Dommage que ce roman si bien informé soit en même temps si mal fagoté. D’abord, on comprend mal pourquoi Samuel Corto s’est acharné à faire de son narrateur un être si détestable et cynique, au point qu’on peine à le supporter jusqu’au bout. Son mépris pour les personnages qui l’entourent est abyssal : les portraits sont des sarcasmes physiques agglomérés, la morgue est permanente, tout comme les généralités (« Chez les magistrats, tout était plat, le tronc comme la gueule, d’une platitude tragique qui faisait écho à un écrasement moral généralisé » : personne à sauver, nulle part). Obsédé sexuel, Etienne Lanos se masturbe dans les toilettes du tribunal sur les photographies d’adolescentes nues qu’il trouve dans ses dossiers, culbute ses collègues sur le siège de sa voiture, écrit des SMS coquins aux avocates pendant les audiences. Insolent, il se fiche ouvertement de ses supérieurs, benêts bourgeois qu’il tourne sans cesse en ridicule. Et pour que le tableau soit complet, il nous livre page 149 quelques considérations sur la défécation dont on saisit mal ce qu’elles sont censées révéler de sa personnalité.

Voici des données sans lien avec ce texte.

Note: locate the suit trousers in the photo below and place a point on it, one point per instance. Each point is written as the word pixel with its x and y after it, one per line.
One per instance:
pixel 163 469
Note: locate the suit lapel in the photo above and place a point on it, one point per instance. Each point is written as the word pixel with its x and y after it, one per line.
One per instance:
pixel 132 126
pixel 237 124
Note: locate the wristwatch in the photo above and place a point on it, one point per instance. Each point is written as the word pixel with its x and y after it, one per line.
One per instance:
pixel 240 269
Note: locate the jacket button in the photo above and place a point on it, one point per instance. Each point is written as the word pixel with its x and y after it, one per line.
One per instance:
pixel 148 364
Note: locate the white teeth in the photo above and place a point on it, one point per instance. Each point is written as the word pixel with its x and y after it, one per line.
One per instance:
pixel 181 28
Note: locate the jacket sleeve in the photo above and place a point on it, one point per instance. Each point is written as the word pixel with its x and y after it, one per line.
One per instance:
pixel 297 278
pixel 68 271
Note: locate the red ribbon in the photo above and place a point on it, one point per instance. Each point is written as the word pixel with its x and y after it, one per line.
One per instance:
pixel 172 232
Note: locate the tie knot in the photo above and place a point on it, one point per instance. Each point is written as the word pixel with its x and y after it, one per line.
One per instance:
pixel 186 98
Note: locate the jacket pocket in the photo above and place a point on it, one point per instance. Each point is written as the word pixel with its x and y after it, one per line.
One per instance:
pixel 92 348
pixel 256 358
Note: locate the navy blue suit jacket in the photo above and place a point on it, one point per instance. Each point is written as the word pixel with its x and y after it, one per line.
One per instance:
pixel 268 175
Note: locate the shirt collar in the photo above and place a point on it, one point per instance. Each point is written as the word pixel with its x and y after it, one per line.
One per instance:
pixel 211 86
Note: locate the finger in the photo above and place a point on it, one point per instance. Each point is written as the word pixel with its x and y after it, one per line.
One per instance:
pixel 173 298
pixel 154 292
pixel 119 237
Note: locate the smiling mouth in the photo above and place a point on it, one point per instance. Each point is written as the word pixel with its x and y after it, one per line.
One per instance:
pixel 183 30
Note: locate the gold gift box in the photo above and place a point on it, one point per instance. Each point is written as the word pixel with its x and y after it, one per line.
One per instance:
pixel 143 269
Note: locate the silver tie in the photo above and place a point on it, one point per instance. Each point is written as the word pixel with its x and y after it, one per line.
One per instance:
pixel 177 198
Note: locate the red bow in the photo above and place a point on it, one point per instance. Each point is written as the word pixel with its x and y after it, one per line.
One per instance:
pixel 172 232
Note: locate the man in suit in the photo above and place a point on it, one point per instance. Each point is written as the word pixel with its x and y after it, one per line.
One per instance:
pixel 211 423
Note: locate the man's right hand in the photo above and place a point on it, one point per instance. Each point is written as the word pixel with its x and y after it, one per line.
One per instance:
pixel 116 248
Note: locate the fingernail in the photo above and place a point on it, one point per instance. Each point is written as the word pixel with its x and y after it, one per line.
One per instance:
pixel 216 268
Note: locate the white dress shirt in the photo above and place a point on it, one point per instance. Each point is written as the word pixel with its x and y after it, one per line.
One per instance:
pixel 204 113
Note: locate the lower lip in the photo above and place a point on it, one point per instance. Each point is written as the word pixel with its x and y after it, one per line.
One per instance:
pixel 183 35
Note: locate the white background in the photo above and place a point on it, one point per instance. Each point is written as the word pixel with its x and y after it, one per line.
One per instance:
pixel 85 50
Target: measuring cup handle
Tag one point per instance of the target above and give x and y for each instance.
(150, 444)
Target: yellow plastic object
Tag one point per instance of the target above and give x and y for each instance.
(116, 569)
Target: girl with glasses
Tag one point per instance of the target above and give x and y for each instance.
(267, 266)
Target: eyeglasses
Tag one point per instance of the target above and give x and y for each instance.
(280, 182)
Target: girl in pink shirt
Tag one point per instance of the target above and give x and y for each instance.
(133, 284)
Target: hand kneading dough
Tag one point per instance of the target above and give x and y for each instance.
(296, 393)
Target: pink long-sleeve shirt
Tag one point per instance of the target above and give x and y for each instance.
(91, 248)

Mais surtout, le principal défaut de ce roman tient dans son écriture, prétentieuse et maligne, jusqu’au galimatias. « Nous nous amusâmes ainsi éhontément dans l’ardente linéarité du cocktail des anecdotes professionnelles et du multifruit vitaminé » (page 32). L’ardente linéarité des cocktails ? Page 55, ce paragraphe difficilement compréhensible : « Je me disais en réalité, à l’avoir entendue soupirer à travers notre cloison mitoyenne, que, pour optimiser désormais l’efficacité de ma séduction, je devais impérativement m’efforcer de représenter dans son esprit (par mon image masculine d’une maturité intermédiaire) une aspiration déconstruite de l’homme-animal : une proximité professionnelle irréprochable, des intentions fortement paritaires et un pénis bienveillant. La tâche à accomplir était lourde, je le savais, mais le prix de ma transfiguration était celui à payer pour une vraie surprise sexuelle sans risque excessif de dépression ». Vous saisissez ? Nous, non. Page 86 : « Quand le président annonça que le tribunal se retirait pour délibérer, je sentis comme la manifestation téléologique d’une érection ». La manifestation téléologique ? Et quand Etienne Lanos décrit une crème brûlée, voici ce que ça donne (page 162) : « La carapace sombre s’ouvrait en crevasses vulvaires, multiples et inopportunes, rappelant certaines croûtes de fromages d’une signature eurosceptique » – comprenne qui pourra. A cela s’ajoute une utilisation souvent malheureuse des adverbes, que Samuel Corto déplace bizarrement dans la phrase : « Un an pratiquement après mon intronisation… » (page 20) ; « toutes sortes de gens dont l’évolution naturelle est de finir principalement par se ressembler » (page 22) ; « ses yeux ne regardaient personne vraiment » (page 25) ; « Hervé Rident, substitut ici depuis quatre ans, doyen donc de l’équipe des fidèles » (page 53) ; « les photographies prises par son oncle (l’auteur également des attouchements)… » (page 137), etc. Le sujet et l’ambition méritaient peut-être la relaxe, mais pour le style, ça mérite les assises.